The liquidated damages provision only covers our damages from the loss of cash flow from the Royalty Fees. It does not cover any other damages, including damages to our reputation with the public and landlords and damages arising from a violation of any provision of this Agreement other than the Royalty Fee section. You and each of your Principals agree that the liquidated damages provision does not give us an adequate remedy at law for any default under, or for the enforcement of, any provision of this Agreement other than the Royalty Fee section.
Source: Item 22 — CONTRACTS (FDD page 52)
What This Means (2024 FDD)
According to Hyper Kidz's 2024 Franchise Disclosure Document, if Hyper Kidz terminates the franchise agreement for cause, the franchisee must pay liquidated damages within fifteen days of the termination date. These liquidated damages are in addition to any other amounts the franchisee owes Hyper Kidz.

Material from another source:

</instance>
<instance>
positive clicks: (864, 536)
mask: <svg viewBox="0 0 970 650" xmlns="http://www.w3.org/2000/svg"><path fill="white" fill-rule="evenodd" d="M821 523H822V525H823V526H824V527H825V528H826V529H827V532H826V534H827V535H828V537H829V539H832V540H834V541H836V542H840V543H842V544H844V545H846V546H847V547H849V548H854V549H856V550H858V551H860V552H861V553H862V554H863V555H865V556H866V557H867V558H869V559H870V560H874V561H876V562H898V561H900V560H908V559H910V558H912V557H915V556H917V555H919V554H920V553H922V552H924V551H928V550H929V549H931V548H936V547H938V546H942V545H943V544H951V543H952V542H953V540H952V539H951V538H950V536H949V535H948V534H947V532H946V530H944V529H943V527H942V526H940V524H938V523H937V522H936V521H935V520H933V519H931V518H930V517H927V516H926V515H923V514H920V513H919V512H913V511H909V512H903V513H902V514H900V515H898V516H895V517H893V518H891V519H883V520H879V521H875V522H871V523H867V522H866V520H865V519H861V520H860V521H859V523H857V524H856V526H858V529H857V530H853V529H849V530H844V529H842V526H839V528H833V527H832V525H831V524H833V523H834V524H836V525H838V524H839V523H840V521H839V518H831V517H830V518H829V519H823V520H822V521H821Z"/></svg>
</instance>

The liquidated damages are calculated based on the average monthly royalty fees paid by the franchisee during the twelve months before termination. This average is then multiplied by either 36 or the number of months remaining in the franchise agreement, whichever is lower. This calculation aims to compensate Hyper Kidz for the anticipated loss of royalty fees due to the early termination of the agreement.
The FDD specifies that this liquidated damages provision is specifically designed to address the loss of cash flow from royalty fees. It does not cover other potential damages Hyper Kidz might incur, such as harm to its reputation or losses resulting from violations of the franchise agreement beyond the royalty fee section. Hyper Kidz retains the right to pursue additional legal remedies for defaults or enforcement of provisions beyond the royalty fee section, indicating that the liquidated damages are not considered a fully adequate remedy for all possible breaches.